姜静姝知道自己并未受伤,裴景曜恐吓南绍的意图也已经达到,没有继续苦苦相逼的必要。
“陛下,”姜静姝轻声道,“臣妾身体真的无碍,她只是让臣妾有些害怕,并不碍事。如今公主同样也受惊,便算是扯平了。
现在公主哭得这样伤心,不若先让公主回去歇息,本就不是什么大事,何必因此伤了和气。”
说着,姜静姝轻轻挽住了裴景曜的手臂。
裴景曜的眉峰微敛,身上冷冽的气势总算是柔和了几分。
他低头看姜静姝,眼中犹有余怒,但变得柔和了许多。
“也罢,既然皇后替你求情,朕便从轻发落。南绍公主阿史那云冲撞皇后,便罚禁足公主府三日,闭门思过。
安远公主、阿史那苍,你们身为亲人,也有管教不严之责,这三日由你们亲自监督。”
“禁足”二字说出口,姜静姝便察觉到阿史那苍的脸色微变,然而很快便归平静,仿佛她刚才看到的是幻觉一般。

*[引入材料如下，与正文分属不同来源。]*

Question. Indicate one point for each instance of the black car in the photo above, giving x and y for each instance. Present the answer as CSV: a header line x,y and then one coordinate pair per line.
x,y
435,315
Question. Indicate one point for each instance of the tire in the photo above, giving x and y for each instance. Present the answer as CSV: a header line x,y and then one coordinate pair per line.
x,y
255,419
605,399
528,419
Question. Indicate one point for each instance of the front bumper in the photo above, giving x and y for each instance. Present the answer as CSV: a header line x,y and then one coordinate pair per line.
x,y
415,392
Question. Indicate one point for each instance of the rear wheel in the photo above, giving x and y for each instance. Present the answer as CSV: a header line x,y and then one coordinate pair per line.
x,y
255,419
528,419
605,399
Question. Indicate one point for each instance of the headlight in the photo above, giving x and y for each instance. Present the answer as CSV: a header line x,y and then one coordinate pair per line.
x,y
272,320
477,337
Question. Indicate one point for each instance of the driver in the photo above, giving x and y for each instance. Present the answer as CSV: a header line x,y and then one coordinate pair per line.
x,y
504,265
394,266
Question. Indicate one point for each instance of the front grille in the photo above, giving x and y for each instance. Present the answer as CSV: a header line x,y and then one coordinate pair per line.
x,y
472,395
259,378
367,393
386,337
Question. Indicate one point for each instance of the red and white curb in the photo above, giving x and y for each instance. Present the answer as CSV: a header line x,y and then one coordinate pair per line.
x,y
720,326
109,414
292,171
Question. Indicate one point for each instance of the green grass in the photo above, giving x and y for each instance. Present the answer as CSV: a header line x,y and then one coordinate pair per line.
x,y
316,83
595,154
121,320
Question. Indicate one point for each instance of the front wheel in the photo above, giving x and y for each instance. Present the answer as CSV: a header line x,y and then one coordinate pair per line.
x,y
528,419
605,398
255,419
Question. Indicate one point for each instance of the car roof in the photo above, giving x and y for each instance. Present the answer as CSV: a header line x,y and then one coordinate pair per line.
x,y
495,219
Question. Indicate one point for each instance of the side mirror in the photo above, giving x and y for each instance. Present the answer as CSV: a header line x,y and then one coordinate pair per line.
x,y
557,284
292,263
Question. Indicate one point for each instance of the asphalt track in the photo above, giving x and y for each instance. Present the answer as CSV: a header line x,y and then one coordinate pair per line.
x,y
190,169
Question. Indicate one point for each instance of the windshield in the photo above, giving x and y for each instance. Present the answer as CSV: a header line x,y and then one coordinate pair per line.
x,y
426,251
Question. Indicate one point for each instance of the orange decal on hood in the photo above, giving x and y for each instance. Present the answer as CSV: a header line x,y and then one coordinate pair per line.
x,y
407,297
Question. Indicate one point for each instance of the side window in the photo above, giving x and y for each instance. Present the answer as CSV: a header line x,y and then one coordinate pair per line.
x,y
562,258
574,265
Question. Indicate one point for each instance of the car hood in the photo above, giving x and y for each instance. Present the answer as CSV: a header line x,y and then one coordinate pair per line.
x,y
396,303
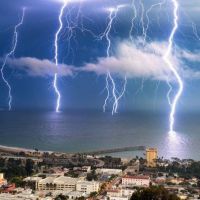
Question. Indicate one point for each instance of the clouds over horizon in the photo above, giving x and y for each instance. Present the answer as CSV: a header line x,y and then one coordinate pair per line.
x,y
129,60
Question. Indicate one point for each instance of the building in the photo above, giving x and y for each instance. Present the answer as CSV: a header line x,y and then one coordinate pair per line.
x,y
2,180
151,157
108,171
138,181
61,183
87,186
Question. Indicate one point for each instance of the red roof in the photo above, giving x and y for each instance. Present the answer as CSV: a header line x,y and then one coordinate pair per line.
x,y
137,177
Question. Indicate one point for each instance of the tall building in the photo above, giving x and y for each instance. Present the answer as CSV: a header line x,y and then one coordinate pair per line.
x,y
2,180
151,156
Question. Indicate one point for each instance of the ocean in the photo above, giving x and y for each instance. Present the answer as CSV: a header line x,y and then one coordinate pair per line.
x,y
79,131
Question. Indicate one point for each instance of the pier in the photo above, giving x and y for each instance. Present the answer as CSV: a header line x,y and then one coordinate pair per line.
x,y
116,150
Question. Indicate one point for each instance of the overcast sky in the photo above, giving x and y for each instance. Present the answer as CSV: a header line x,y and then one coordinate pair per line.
x,y
82,55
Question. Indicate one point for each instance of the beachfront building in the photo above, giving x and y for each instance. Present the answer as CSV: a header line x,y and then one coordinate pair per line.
x,y
2,180
151,157
87,186
138,181
61,183
108,171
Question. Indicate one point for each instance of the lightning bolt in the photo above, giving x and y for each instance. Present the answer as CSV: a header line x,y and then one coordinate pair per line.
x,y
109,78
147,17
172,68
133,20
56,45
116,104
194,28
12,51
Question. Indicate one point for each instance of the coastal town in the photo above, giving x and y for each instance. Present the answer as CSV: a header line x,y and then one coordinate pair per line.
x,y
35,175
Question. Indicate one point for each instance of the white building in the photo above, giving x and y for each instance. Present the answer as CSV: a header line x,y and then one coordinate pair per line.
x,y
75,194
61,183
87,186
108,171
139,181
2,180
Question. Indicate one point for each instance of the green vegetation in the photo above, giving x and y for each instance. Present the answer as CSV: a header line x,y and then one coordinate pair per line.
x,y
155,193
16,170
185,171
92,176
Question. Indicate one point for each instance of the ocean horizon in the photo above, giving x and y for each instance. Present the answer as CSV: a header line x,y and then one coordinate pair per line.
x,y
82,131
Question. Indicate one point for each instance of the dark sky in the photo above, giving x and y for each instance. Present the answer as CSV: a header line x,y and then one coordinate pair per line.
x,y
86,90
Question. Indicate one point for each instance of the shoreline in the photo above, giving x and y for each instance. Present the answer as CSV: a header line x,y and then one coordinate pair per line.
x,y
21,149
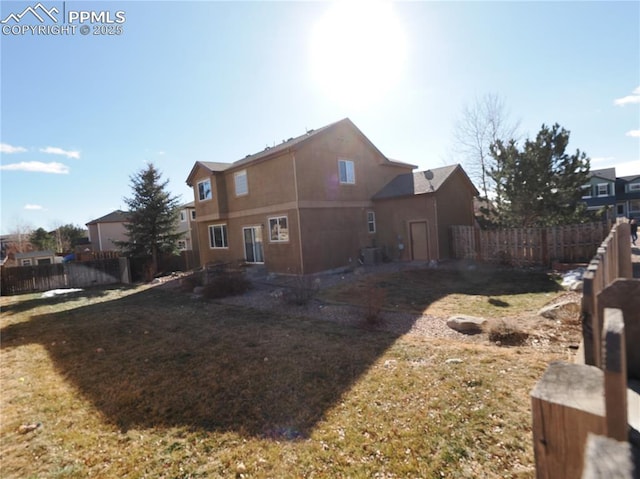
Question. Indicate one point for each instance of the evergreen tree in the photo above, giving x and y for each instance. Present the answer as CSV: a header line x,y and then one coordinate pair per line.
x,y
41,240
539,184
153,218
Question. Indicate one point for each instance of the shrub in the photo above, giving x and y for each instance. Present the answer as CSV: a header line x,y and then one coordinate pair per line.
x,y
506,332
374,299
303,290
226,283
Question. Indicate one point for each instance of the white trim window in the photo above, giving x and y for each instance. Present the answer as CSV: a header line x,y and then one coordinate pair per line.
x,y
371,221
218,236
242,185
346,172
204,190
278,229
603,189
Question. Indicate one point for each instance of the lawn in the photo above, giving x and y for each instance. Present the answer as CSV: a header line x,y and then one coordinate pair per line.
x,y
146,382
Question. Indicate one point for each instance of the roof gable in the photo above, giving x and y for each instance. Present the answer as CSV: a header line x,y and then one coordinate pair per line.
x,y
420,182
117,216
605,174
290,144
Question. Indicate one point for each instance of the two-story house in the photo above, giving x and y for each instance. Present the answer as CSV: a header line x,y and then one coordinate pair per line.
x,y
621,196
309,205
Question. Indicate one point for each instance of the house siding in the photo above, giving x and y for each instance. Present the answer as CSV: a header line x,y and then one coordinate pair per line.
x,y
454,207
394,218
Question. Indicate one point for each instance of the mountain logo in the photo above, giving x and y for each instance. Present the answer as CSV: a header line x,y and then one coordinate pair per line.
x,y
38,11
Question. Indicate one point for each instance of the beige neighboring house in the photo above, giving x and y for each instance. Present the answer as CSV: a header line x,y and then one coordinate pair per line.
x,y
321,201
106,230
35,258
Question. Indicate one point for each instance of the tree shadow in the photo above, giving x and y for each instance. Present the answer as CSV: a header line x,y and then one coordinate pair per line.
x,y
158,359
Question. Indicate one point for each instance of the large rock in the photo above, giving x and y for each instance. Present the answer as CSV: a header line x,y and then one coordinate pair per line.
x,y
466,324
560,310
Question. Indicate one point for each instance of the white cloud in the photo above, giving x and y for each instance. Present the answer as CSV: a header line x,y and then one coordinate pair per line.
x,y
629,99
8,149
53,150
37,167
601,159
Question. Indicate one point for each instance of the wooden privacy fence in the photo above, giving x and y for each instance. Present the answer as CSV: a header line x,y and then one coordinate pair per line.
x,y
528,246
27,279
586,417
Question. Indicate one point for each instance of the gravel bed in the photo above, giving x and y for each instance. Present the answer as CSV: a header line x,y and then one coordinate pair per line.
x,y
267,295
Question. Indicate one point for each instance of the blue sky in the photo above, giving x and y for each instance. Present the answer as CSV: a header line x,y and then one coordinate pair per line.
x,y
214,81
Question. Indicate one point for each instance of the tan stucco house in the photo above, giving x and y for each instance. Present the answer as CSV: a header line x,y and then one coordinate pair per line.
x,y
316,202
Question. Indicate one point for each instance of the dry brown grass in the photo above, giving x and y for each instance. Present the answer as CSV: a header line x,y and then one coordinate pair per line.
x,y
148,383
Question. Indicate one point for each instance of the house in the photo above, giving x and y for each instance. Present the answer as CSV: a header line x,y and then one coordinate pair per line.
x,y
600,192
105,231
628,196
317,202
33,258
605,190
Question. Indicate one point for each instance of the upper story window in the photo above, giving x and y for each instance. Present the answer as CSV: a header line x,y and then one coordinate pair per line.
x,y
242,186
204,190
278,229
218,236
371,221
346,172
603,189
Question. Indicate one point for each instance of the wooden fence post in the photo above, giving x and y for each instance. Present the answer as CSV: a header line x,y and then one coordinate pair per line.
x,y
615,374
625,295
567,404
625,266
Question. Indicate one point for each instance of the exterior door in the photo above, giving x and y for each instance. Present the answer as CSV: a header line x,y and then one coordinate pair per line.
x,y
419,240
253,244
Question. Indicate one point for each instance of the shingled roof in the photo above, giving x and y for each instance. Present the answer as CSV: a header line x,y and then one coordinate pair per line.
x,y
117,216
269,151
418,183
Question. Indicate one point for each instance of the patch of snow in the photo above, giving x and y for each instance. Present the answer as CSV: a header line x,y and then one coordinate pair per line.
x,y
58,292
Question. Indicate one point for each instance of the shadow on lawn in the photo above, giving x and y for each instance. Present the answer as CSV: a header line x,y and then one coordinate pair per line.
x,y
161,359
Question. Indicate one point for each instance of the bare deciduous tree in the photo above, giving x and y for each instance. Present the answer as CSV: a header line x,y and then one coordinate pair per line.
x,y
481,124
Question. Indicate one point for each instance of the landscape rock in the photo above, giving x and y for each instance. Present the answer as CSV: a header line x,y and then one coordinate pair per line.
x,y
466,324
558,310
571,278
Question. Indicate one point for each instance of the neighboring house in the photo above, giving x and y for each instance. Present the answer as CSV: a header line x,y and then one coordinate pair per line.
x,y
316,202
606,190
600,192
106,230
628,196
34,258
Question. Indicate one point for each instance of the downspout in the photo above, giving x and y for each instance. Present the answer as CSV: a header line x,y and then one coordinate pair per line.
x,y
295,183
99,237
437,227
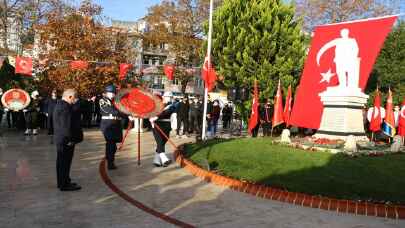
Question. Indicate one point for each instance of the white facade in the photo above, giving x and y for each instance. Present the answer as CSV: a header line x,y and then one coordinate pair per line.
x,y
150,57
13,36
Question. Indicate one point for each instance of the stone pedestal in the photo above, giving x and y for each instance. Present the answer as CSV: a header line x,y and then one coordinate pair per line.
x,y
136,125
342,113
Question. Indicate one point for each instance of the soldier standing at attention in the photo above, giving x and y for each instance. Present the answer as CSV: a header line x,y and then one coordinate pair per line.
x,y
66,134
163,122
110,125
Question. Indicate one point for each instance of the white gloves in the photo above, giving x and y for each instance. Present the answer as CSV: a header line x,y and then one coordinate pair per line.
x,y
152,121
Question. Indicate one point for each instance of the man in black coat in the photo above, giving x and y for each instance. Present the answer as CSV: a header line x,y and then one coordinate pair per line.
x,y
182,116
51,103
66,135
266,113
162,121
110,125
195,113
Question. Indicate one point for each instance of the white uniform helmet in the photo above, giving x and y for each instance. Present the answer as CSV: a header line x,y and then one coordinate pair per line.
x,y
34,94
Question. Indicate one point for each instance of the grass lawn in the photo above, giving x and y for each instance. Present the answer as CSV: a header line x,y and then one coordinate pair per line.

“谢陛下。”安远公主一副如梦初醒的模样,连忙拉着阿史那云跪在地上。
裴景曜伸手将她扶起,但没有管同样跪下的阿史那云。
阿史那苍朝着裴景曜行礼,随后不着痕迹地将跪在地上大哭的妹妹也拉了起来。
“谨遵陛下旨意。”
“好了,下去休息吧。”裴景曜被哭声吵得头痛,语气恢复了往日的平淡,仿佛刚才什么事都没有发生一般。
安远公主、阿史那苍,还有惊魂未定的阿史那云,带着几位侍女一起,匆匆便离开了御花园。
姜静姝看着他们的背影,若有所思。
南绍带了这么多的人过来,想必是曾料想过,给裴景曜这个初登基的新皇一个下马威的。
以为他根基不稳,便能随意拿捏,不成想,先遭受了这样的对待。
走回宫中,裴景曜小心搀扶着姜静姝,“传太医,立刻前往栖梧殿。”
流萤领命前去,姜静姝则跟随着裴景曜,回了栖梧殿内。
“今日陛下如此大发雷霆……是疑心公主做出此事,是受人指使?”姜静姝试探着问。
裴景曜冷峻的面容在烛光下显得晦暗不明,他抬眼看着姜静姝,摇了摇头。
“并非如此,只是想到差一点你便会受伤。”
裴景曜凝视着她,“何况,她并非孩童,已经十六岁,都到了可以嫁为人妇的年纪。不过是被那个兄长跟安远公主宠坏了罢了。”
“倒是你,实在是心软。”
“臣妾只是觉得那孩子并非有意。”
“太皇太后在人前也是慈悲的菩萨模样,南绍人大多野性难驯,你心性太过慈善,不必如此替他人说话。”
“何况,他们来宫中本就不怀好意。”
“所以,陛下才将他们禁足?”姜静姝忍不住试探着问。
裴景曜微微颔首,“朕只是想看看,被禁足后,他们还能掀起什么波浪来。”
待到太医来为姜静姝号脉,确定她身上没有丝毫伤痕,就连惊吓都没有受到后,裴景曜才放下心来。
“今日朕还有要事处理,你早些休息。”
离去前,裴景曜深深地看了姜静姝一眼,将她揽在怀中轻拥,“这几日,务必注意安全。”
姜静姝点了点头:“臣妾知道了,陛下放心。”
裴景曜这才放心离去。
……
这之后又过了三日。
姜静姝始终为即将到来的端午节,与安远公主的到访忙碌。
裴景曜再度加强了宫内守卫,还又将燕回再度派到了姜静姝身边保护。
今日,她正在宫中核对着宴席的流程,突然有宫女禀报,说是安远公主前来拜见。
她有些意外——为何刚解除禁足,安远公主便要来找她。
“快将公主请进来吧。”
“皇后娘娘。”
虚弱柔弱的嗓音响起,姜静姝抬起头,看到安远公主依然是前几日那般病弱憔悴的模样,眼眶甚至微微红肿,像是哭过。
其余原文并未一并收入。